Software Visualization — Challenge, Accepted

July 25, 2022 Published by Renato Kalman (Sr. Engineer) and Johan Wallin (Staff Engineer)

TL;DR Architectural diagrams are the bread and butter of software design and a foundational tool for communication and collaboration on software development. At Spotify, we have an incredibly complex network of thousands of interlinked software systems owned by hundreds of teams, so having a simple way to visualize these connections is essential. While capturing all of our software in one large diagram is technically possible, it would be very hard to understand and navigate. ​​We need tools to look at our architecture at different abstraction levels in order to make good design decisions and evolve our software in a sustainable way.

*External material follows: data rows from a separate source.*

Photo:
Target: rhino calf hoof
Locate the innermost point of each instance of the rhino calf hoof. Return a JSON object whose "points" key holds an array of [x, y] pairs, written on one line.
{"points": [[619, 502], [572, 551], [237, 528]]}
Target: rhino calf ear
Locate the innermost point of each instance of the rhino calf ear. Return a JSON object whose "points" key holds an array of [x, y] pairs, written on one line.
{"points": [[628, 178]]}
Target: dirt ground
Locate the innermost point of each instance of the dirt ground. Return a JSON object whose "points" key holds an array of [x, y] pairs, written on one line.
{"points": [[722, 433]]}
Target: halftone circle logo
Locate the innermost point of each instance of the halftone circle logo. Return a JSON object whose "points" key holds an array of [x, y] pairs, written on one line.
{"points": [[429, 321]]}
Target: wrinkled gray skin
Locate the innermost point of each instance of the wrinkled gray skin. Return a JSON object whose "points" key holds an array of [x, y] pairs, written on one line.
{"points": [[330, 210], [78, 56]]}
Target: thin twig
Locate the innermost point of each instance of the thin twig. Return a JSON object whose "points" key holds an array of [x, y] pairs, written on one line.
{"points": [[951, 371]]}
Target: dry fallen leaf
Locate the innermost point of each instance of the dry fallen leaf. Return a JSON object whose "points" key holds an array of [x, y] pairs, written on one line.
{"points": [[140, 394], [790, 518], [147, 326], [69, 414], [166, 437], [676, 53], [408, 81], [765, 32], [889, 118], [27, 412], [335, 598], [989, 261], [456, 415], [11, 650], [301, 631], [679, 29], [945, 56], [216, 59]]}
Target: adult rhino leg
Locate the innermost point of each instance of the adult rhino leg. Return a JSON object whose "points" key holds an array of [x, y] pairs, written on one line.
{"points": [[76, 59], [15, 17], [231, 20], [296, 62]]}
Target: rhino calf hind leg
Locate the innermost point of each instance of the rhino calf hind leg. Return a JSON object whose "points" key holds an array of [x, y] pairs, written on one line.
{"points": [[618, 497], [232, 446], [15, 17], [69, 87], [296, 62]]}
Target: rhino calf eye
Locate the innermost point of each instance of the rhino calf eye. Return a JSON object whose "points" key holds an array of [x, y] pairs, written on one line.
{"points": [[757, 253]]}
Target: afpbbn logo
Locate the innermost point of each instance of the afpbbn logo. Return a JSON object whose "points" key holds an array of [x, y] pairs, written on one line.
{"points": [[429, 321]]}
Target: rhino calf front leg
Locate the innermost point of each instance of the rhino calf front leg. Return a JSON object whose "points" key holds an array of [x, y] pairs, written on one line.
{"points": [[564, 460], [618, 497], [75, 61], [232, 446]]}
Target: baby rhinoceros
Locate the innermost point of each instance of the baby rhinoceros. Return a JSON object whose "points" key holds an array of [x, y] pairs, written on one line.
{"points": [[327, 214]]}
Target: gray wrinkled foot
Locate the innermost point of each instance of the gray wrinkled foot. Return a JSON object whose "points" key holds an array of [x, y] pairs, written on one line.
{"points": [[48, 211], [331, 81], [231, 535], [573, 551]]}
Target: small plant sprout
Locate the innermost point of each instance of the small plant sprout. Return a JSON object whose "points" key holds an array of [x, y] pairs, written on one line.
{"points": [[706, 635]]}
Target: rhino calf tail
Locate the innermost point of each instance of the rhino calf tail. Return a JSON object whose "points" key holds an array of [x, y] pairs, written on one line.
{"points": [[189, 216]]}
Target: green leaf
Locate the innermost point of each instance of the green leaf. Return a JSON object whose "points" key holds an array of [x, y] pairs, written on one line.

As part of our solution, we leverage a standardized software metadata model to create a common language for communicating software architecture. 

The Spotify System Model

To be able to reason and communicate around our complex software and the catalog, we’ve introduced a shared language and concept definitions — a system model. The Spotify System Model presents a set of core entities and abstractions we can use to synthesize data about our software health, ownership, and dependencies.

At Spotify, we believe that a solid shared understanding and terminology around software and resources empower communication and collaboration, which is essential to success for a company at our scale.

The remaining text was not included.